Legal holidays
China’s state council amended legal holidays on January 1, 2008, shortening the golden week of International Labor Day in May and including Lunar New Year’s Eve, Qingming Festival, Dragon Boat Festival and Mid-autumn Festival as legal holidays for the first time.
To a nation, featuring traditional festivals as legal holidays helps people treasure traditions in the country. Observing traditional festivals brings about an awareness of one’s national culture in the midst of globalization.
However, legal holidays are unnecessarily equal to the prosperity of traditional culture. With these new holidays in place, the question now is how to take advantage of the cultural resources hidden in the festivals so that people find a sense of belonging to Chinese culture was the original idea of legislating these traditional festivals.
Museums Open for Free
Jointly issued by the CPC Central Committee, the Ministry of Finance, the Ministry of Culture and the State Administration of Cultural Heritage, the notice of museums’ free admission for the public is an important step towards popularizing Chinese culture.
It is expected that 1400 museums will be free of charge for the public across China by 2009.
With a long history and numerous cultural relics, there are thousands of museums across China.
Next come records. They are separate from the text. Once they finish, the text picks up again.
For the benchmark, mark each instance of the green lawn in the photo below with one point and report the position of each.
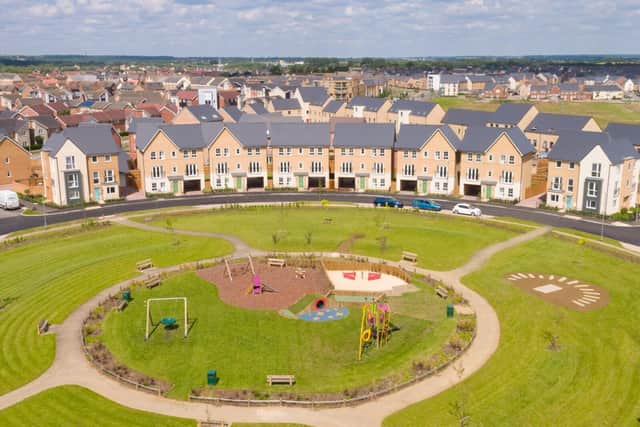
(77, 406)
(48, 278)
(593, 379)
(246, 345)
(603, 112)
(442, 242)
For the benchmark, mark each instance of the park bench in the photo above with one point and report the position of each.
(152, 282)
(144, 264)
(43, 326)
(276, 262)
(409, 256)
(281, 379)
(442, 292)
Before offering free admission, most museums had the problem of too few visitors. But now that they are open for free, these museums are crammed with people making the exhibition halls too noisy to visit.
Museums are non-profit institutions for the development of society and they should be open for the public to let them enjoy their basic cultural rights. But how to open the museums and keep an orderly atmosphere is a test for the museums as well as the visitors.